Fetid, flammable, polluted drinking water in Pennsylvania homes near natural gas drilling sites was contaminated by methane escaping from flawed fracking wells, a new study shows.
Based on geochemical forensics work, the research makes a direct link between tainted drinking water and leaky gas wells in the Marcellus Shale. The rock layer is thousands of feet below the surface, but the leaks are shallow, where cement and steel are supposed to shield water supplies from natural gas inside wells. Scientists saw the same connection in Texas, above the Barnett Shale, they report today (Sept. 15) in the journal Proceedings of the National Academy of Sciences.
"This does provide pretty strong evidence that it's a well integrity problem and not a fracking problem," said lead study author Tom Darrah, a geochemist at The Ohio State University in Columbus.
The energy industry has contested claims that fracking can contaminate water supplies. Fracking is the process of shattering deeply buried rock to release trapped natural gas. Oil and gas companies have claimed that drinking water pollution may be caused by methane gas slowly bubbling up naturally through cracks in rock layers. Other groups have debated whether the methane came from fracking, horizontal drilling or leaking wells. [In Photos: The World's 9 Most Polluted Places]
In the study, researchers traced methane gas in more than 130 Pennsylvania and Texas water wells to poorly sealed, cracked or failing fracking wells. Several layers of cement and steel typically protect shallow underground water supplies from gas and fluids pulsing through fracking wells. The thickest layers are at the top, to create a buffer between the well and groundwater. The wells narrow with depth, similar in shape to a telescope.
Both the cement and steel casings can fail because of damage during installation, corrosion, design flaws or age — known as "well integrity problems." Methane gas will escape through any openings.
The discovery means there is hope for Pennsylvania's polluted drinking water, Darrah said. Fixing existing wells and keeping a sharp eye on new drilling sites could reduce contamination.
"There's actually a little bit of good news," Darrah told Live Science. "If we improve well integrity, we can eliminate a lot of the environmental problems that have surrounded fracking so far," he said.
Widespread effects
About 6 percent of Pennsylvania's fracking wells have documented well leaks, according to a June 30, 2014, study by engineering professor Anthony Ingraffea of Cornell University in Ithaca, New York. Up to 100,000 new fracking wells could be drilled in Pennsylvania in the next few decades.
But methane isn't the only contaminant in drinking water wells near natural gas fracking sites. Dangerous levels of arsenic and barium have also been found. Salty natural brines from deep rock layers are also migrating upward toward the surface. An Environmental Protection Agency review of nationwide well safety and fracking's effects on water supplies is due this year.
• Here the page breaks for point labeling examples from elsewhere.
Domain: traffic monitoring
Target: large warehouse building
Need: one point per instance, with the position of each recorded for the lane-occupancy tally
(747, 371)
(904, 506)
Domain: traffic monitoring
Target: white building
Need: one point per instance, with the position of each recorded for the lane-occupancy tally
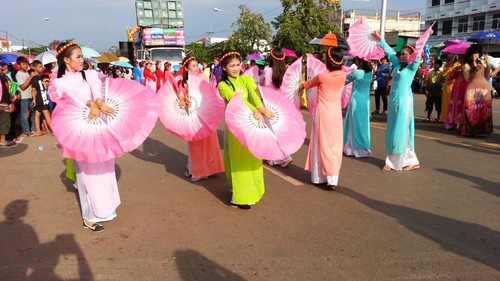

The boom in fracking (or hydraulic fracturing) has boosted U.S. natural-gas production by 30 percent in the past decade. The drilling has also sparked an increase in moderate earthquakes in states such as Oklahoma, Arkansas and New Mexico, as well as fears of widespread environmental contamination. Leaking wells also emit methane into the atmosphere, where the greenhouse gas is about 34 times more efficient at trapping infrared radiation (the greenhouse effect) than carbon dioxide, though methane breaks down much more quickly than CO2.
Measuring methane
Darrah said multiple lines of evidence confirm the methane leaks come from the Marcellus and Barnett shales, or from shallower methane pockets in overlying rocks. Carbon isotopes revealed the methane was created by heat and pressure, not from microbes in groundwater. (Isotopes are versions of the same element with different numbers of neutrons in their nuclei.)
Trace amounts of noble gases helped determine how fast the gas bubbled into drinking water supplies. Naturally rising methane should have about 10,000 times more helium than the gas polluting the drinking water wells, Darrah said. But the helium, neon and argon suggest the methane zipped to the surface via a fracking well, and then leaked out into groundwater.
"Somehow, these gases managed to get to the surface without going through any water or rock, and in some cases, we could actually document well integrity was the problem," Darrah said.